By John "Dirt Clod" Schofield

Staring into space? Feeling aimless and adrift? Right hand twitchy? You might be suffering from Dirt Bike Withdrawal Syndrome. DBWS, as it’s called, is very common this time of year. This tragic condition develops when winter weather prevents off-road motorcyclists from doing what they love. Thankfully, I've devised the serum that can help. Simply follow this 38-step therapeutic program until the weather clears. Before long, you’ll be back to normal.*


1. Immediately watch “On Any Sunday” Rewind, repeat.

2. Detail your bike. (First wash mitt, then toothbrush, finish with Q-Tip.)

3. Clean and inspect your chain.

4. If worn, replace chain with a quality o-ring chain.

5.If the chain is toast, chances are the sprockets are too. Change the rear and counter shaft sprockets.

6.Or don’t and read a book on backcountry survival instead. Or anything about the Donner party.

7.Clean and waterproof your boots.

8. If you don’t own motorcycle boots, buy a pair. (Not only are they a good investment. They add a special flair to you business attire.)

9. Watch the original Crusty Demons of Dirt.

10. Put together a fanny pack with all the necessary trail tools in it. (E-mail me and I’ll send you a list of what’s in mine.)

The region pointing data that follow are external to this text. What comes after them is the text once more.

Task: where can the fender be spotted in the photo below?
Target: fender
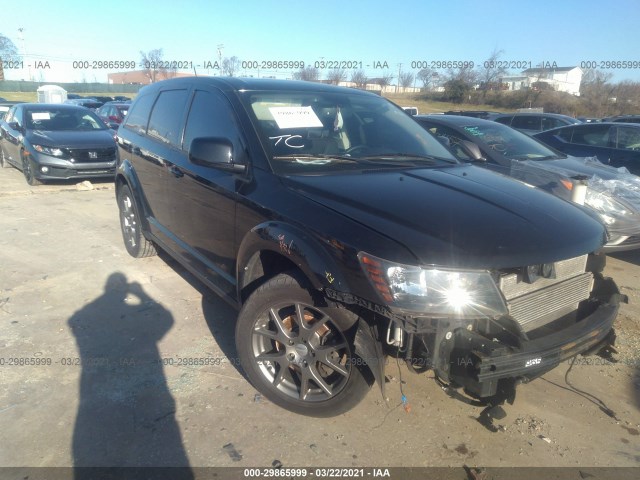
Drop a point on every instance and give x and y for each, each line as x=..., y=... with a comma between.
x=317, y=259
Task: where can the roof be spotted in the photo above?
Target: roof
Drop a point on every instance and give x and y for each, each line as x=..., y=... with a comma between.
x=543, y=70
x=241, y=84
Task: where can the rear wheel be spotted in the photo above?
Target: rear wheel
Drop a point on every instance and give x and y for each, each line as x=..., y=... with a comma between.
x=134, y=240
x=298, y=351
x=28, y=170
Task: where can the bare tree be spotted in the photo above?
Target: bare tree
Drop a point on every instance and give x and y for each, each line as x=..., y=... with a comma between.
x=8, y=53
x=359, y=78
x=152, y=64
x=337, y=75
x=384, y=80
x=310, y=74
x=230, y=66
x=428, y=77
x=406, y=79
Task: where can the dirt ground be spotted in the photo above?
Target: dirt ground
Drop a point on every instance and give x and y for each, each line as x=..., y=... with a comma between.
x=100, y=364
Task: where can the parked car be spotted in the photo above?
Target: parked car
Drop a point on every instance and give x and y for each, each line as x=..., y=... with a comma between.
x=338, y=226
x=485, y=114
x=531, y=123
x=614, y=195
x=625, y=119
x=5, y=106
x=56, y=141
x=615, y=144
x=87, y=102
x=112, y=113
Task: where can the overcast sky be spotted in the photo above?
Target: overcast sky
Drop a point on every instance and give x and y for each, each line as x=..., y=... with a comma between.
x=365, y=33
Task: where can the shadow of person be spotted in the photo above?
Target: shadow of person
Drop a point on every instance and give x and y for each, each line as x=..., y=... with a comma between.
x=126, y=414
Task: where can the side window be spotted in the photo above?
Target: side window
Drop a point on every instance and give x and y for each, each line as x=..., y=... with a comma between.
x=454, y=138
x=550, y=122
x=9, y=117
x=565, y=134
x=211, y=116
x=166, y=118
x=139, y=117
x=526, y=123
x=628, y=138
x=593, y=135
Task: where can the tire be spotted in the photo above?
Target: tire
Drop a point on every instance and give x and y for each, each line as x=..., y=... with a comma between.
x=28, y=170
x=308, y=366
x=134, y=240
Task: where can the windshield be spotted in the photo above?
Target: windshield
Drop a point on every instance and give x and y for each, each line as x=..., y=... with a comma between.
x=340, y=130
x=510, y=143
x=54, y=119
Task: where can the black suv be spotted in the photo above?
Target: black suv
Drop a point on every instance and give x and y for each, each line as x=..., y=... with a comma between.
x=344, y=232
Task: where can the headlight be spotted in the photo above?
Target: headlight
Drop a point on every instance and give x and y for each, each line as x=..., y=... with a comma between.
x=55, y=152
x=434, y=291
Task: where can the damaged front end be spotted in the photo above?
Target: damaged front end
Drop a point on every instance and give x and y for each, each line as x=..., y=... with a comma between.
x=485, y=332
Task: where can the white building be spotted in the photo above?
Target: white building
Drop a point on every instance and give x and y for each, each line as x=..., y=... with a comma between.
x=560, y=79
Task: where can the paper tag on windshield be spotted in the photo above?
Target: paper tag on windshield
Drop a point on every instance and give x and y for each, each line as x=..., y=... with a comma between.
x=295, y=117
x=40, y=116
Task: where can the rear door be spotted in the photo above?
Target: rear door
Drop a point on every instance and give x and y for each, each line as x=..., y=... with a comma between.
x=205, y=215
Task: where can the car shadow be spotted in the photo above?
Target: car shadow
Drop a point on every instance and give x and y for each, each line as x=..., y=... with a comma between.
x=126, y=413
x=630, y=256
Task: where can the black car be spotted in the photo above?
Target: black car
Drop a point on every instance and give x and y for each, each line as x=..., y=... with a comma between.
x=5, y=106
x=113, y=113
x=615, y=196
x=531, y=123
x=343, y=231
x=615, y=144
x=56, y=141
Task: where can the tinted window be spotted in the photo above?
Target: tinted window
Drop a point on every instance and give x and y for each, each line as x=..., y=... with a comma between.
x=594, y=135
x=551, y=122
x=137, y=120
x=453, y=140
x=526, y=123
x=166, y=117
x=628, y=138
x=210, y=116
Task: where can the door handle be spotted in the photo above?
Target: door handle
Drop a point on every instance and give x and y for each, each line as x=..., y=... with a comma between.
x=176, y=172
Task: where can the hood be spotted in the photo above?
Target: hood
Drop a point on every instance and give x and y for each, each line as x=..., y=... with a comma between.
x=461, y=216
x=71, y=138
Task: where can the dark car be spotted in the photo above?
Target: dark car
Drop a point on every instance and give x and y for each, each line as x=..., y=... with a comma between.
x=531, y=123
x=343, y=231
x=485, y=114
x=87, y=102
x=615, y=144
x=5, y=106
x=56, y=141
x=615, y=196
x=113, y=113
x=624, y=119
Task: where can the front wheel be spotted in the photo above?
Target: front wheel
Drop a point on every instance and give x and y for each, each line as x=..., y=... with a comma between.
x=28, y=170
x=297, y=351
x=135, y=242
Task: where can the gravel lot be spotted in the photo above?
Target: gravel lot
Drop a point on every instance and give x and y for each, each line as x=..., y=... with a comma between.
x=113, y=375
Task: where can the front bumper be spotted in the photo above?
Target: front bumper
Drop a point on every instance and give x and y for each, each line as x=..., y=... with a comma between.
x=472, y=361
x=58, y=169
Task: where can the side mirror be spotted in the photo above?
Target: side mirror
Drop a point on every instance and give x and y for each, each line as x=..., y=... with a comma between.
x=215, y=153
x=472, y=150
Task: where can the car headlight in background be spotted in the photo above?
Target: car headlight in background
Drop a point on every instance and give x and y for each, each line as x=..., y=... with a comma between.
x=54, y=152
x=434, y=291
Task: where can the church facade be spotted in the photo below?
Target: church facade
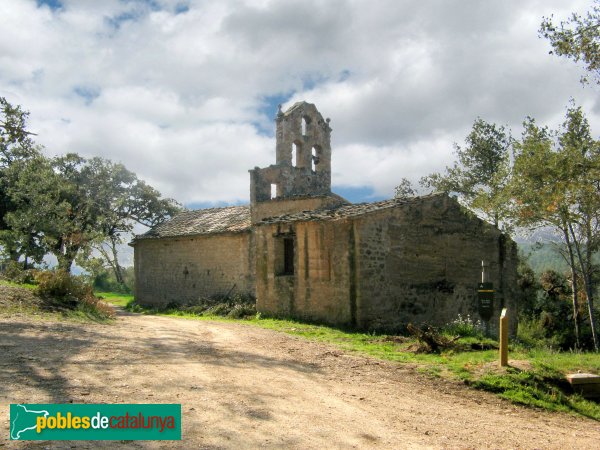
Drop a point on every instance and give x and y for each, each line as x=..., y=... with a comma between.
x=307, y=253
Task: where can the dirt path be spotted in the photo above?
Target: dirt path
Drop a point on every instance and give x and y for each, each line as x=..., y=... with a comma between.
x=245, y=387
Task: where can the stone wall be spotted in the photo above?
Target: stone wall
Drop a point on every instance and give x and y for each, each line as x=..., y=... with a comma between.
x=421, y=263
x=320, y=287
x=182, y=270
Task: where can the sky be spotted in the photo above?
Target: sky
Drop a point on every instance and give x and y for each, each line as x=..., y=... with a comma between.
x=184, y=92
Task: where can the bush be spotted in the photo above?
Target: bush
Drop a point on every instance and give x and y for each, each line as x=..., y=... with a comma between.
x=62, y=286
x=236, y=306
x=105, y=281
x=464, y=327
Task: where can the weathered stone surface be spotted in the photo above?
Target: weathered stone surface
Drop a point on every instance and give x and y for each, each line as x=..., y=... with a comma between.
x=308, y=253
x=303, y=157
x=185, y=269
x=385, y=264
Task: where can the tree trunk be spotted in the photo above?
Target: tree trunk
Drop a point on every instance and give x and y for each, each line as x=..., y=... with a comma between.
x=116, y=267
x=586, y=268
x=573, y=284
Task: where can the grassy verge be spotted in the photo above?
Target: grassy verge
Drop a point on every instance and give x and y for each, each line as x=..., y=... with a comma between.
x=536, y=377
x=115, y=298
x=23, y=300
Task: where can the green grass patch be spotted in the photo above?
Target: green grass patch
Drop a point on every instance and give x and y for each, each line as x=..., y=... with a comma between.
x=115, y=298
x=29, y=286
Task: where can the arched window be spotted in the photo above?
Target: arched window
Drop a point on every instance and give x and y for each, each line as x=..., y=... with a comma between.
x=294, y=154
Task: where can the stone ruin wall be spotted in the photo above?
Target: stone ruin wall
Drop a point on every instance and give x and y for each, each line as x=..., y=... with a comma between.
x=183, y=270
x=421, y=263
x=418, y=263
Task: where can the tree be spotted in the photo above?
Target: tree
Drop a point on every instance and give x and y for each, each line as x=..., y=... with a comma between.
x=481, y=172
x=577, y=38
x=555, y=183
x=79, y=205
x=16, y=148
x=125, y=200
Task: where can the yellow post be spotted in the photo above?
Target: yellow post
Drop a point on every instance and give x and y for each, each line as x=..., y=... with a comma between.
x=503, y=339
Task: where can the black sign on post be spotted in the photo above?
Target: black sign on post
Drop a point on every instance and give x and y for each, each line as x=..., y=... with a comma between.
x=485, y=295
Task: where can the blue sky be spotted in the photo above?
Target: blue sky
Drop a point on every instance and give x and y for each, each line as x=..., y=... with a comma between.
x=184, y=92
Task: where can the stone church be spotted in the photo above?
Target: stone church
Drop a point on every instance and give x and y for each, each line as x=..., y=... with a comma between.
x=307, y=253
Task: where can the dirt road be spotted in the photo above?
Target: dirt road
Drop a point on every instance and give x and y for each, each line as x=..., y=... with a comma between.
x=245, y=387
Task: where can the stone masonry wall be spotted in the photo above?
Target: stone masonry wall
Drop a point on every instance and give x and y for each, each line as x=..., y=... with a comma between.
x=320, y=287
x=182, y=270
x=421, y=263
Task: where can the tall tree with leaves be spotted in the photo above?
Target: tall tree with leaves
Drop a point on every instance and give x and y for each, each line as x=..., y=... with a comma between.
x=554, y=184
x=16, y=149
x=577, y=38
x=481, y=172
x=80, y=204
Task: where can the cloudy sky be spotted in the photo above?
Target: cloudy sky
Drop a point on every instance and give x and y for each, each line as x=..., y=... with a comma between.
x=184, y=92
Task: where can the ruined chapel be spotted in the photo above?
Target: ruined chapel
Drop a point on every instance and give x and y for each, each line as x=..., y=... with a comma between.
x=304, y=252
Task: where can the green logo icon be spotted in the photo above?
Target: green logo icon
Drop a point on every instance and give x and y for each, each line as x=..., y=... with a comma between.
x=95, y=422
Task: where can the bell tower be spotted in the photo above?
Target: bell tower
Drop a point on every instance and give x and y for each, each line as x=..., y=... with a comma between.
x=302, y=166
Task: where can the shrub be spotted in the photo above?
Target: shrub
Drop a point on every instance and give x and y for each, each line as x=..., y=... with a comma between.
x=62, y=286
x=464, y=327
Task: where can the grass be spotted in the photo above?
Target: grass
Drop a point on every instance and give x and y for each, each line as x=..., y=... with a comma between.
x=25, y=300
x=541, y=383
x=115, y=298
x=29, y=286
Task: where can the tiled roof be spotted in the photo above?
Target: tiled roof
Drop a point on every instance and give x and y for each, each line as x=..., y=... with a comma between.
x=232, y=219
x=343, y=211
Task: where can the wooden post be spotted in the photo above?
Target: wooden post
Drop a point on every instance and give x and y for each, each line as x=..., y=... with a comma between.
x=503, y=339
x=485, y=271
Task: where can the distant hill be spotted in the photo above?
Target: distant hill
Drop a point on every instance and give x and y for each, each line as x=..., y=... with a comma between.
x=543, y=257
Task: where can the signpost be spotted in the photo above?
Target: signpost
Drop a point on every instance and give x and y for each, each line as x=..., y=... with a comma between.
x=485, y=297
x=503, y=339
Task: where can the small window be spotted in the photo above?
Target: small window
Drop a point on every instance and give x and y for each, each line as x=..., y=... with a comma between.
x=294, y=154
x=288, y=256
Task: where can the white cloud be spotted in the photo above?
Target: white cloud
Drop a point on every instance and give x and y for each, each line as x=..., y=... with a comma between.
x=180, y=97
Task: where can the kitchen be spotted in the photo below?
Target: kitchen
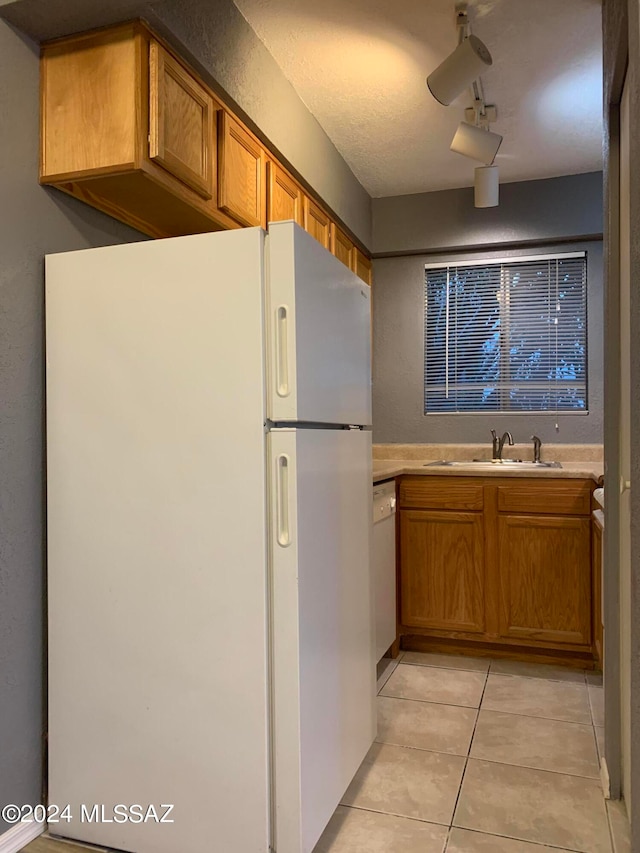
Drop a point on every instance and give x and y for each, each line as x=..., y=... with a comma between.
x=47, y=222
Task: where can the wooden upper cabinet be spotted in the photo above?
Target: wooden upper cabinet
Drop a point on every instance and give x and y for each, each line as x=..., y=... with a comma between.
x=341, y=246
x=285, y=197
x=241, y=173
x=317, y=222
x=544, y=567
x=181, y=122
x=89, y=97
x=362, y=266
x=127, y=128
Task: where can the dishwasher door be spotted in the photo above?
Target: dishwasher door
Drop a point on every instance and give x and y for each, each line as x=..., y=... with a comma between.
x=384, y=564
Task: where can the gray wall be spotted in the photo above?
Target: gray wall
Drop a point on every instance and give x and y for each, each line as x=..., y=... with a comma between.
x=530, y=212
x=222, y=45
x=33, y=221
x=554, y=214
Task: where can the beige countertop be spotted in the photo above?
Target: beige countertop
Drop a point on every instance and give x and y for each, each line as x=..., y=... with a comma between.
x=578, y=462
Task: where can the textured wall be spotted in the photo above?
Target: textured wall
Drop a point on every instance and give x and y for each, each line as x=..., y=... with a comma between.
x=529, y=212
x=220, y=42
x=398, y=358
x=33, y=221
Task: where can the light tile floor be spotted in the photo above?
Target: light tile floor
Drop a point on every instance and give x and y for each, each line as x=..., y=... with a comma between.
x=479, y=756
x=475, y=756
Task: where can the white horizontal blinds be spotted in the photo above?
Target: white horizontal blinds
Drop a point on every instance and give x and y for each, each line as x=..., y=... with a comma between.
x=507, y=336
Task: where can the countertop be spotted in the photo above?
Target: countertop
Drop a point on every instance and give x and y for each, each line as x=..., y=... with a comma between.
x=578, y=462
x=385, y=469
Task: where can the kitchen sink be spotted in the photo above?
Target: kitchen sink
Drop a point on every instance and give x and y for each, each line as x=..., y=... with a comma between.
x=485, y=464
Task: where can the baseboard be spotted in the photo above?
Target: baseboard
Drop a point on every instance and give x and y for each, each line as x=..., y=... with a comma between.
x=19, y=836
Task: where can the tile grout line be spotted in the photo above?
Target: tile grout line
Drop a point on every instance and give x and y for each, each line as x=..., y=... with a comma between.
x=466, y=762
x=542, y=845
x=505, y=674
x=493, y=710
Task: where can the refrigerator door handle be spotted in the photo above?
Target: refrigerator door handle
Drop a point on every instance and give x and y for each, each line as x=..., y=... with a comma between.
x=282, y=500
x=282, y=351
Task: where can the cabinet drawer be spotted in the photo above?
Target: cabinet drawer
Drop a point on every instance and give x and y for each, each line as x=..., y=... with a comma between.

11.Do some sit-ups. (Not sure how this relates, but if you’re like me, you need to do them anyway.)

12. Clean your air filter.

13. Buy some riding pants and a jersey or jacket at one of the fine retailers listed here on SoundRider.

14. Teach yourself how to replace a tire. (This counts as a trip to the gym.)

15. Try to explain to your friends why you're covered in talcum powder and smell like a giant baby.

16. Begin planning a weekend of camping and riding for this summer.

17. Convert someone to dirt biking. (Note: This is an elaborate ritual involving a paddle, WD-40 and a devotional shrine to Roger Decoster.)

18. If you haven’t been off-road riding, start charming someone that does to take you riding. (Vigorous grovelling and an inch-high stack of fifties generally does the trick. At least with me.)

19. Read a book on motorcycle repair and fix something.

20. Once properly frustrated, put the parts in a box and take it to one of the fine dealers listed on SoundRider.

21. Grease your bike. (The factories skimp on grease for some reason. Get some waterproof grease and lube your wheel bearings, swing arm bearings, shock linkage and steering head bearings. Or eat a bucket of KFC and wipe hands on the parts.)

22. Start your bike in the garage over and over until your wife yells “can’t you do that somewhere else.” Promptly pack and leave for the Baja Peninsula.

23. Get your suspension professionally maintained. (You’d be surprised what a couple years of dirt and moisture will do to your seals and oil.)

24. Organize your garage. Or just move a few things around, pronounce it organized and go watch Speedvision.

25. Watch Fox Racing’s Greatest Hits.

26. Go to one of the fine motorcycle dealers listed here on SoundRider and drool. Or better yet, buy one.

27. If married, use the “Well, Honey, everything went black and next thing I know, I was loading a new bike onto my trailer” excuse.

28. Work on better excuses. (Forget the one about aliens forcing you to buy a new KTM in order “to study human happiness.” I’ve tried it. Nobody was buying.)

29. Replace your stock handlebars with some quality aluminum handlebars.

30. Join the Northwest Motorcycle Association.

31. Go out and maintain a trail.

32. Nik Wax your riding gear. That stuff is amazing.

33. Make dinner for your spouse. (It’s never too early to start building brownie points for riding days during the summer.)

34. Or suggest going to see "Maid in Manhattan" or some other love story. (I tried this but I chickened out as I was afraid the sudden surge of estrogen would make me form breasts.)

35. Make a commitment to race one beginner class motocross Wednesday night at SIR/Pacific Raceway this summer. Or at least go watch and then tell everybody you did.

36. Write a letter to a your State Representative and remind them that you ride motorcycles and you vote.

37. Watch “On Any Sunday.” Again.

38. Screw the weatherman. Buy some rain gear and go riding.

See you in the dirt. SR!

*Well, as normal as off-road riders get, anyway.